Monday, October 17, 2011

On the Freedom to Advance in One's Studies

Joe Nathan seems like a good guy. Yesterday I got into a kind of spontaneous debate with him on Alexander Russo's Facebook page. The topic was selection in (chartered and magnet) school admissions. I recommended to him a paper I read about a year ago that was published by two professors working with the Sutton Trust in the United Kingdom.

The Sutton Trust has an overall social and educational agenda similar to WestEd and myriad similar groups in the United States, so when it published a report advocating selective admissions in secondary schools, I was intrigued. Crucially, the report, "Choice and Selection in School Admissions", demonstrates that, contrary to Andreas Schleicher's preferred narrative coming out of the OECD, countries that practice selective admissions have a larger achievement gap, but also produce more total knowledge throughout their student populations, than do countries like ours that generally (our exceptions are mostly in our eminent private sector) maintain open, non-competitive admissions all the way through secondary school.

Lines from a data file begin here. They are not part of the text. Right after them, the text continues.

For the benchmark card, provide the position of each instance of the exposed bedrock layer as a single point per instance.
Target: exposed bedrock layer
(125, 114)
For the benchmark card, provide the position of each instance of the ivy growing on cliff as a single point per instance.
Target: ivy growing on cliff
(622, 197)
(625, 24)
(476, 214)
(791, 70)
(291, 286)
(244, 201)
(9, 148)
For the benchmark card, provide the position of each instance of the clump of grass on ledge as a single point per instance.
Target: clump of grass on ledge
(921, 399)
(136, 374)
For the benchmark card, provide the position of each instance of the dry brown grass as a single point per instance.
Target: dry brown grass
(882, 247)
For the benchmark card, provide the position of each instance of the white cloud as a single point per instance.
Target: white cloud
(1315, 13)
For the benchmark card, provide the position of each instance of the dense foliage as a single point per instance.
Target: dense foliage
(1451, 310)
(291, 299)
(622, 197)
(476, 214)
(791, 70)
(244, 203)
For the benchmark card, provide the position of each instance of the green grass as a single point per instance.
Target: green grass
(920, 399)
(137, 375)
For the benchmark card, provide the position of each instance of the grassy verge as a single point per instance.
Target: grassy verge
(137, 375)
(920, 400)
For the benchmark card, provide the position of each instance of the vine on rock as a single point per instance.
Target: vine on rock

Put baldly but briefly, our country faces a choice: we can have a narrow achievement gap among a generation of generally ignorant young people, or we can raise a generation of happy young people, much more fully and fulfillingly employed as well as more knowledgeable overall, who, not worried about being "left behind" in a single "race" to a single "top", have given up being measured by a single standard, that of the highly educated ruling class whose self-love impels them towards the mass reproduction of their own self-image.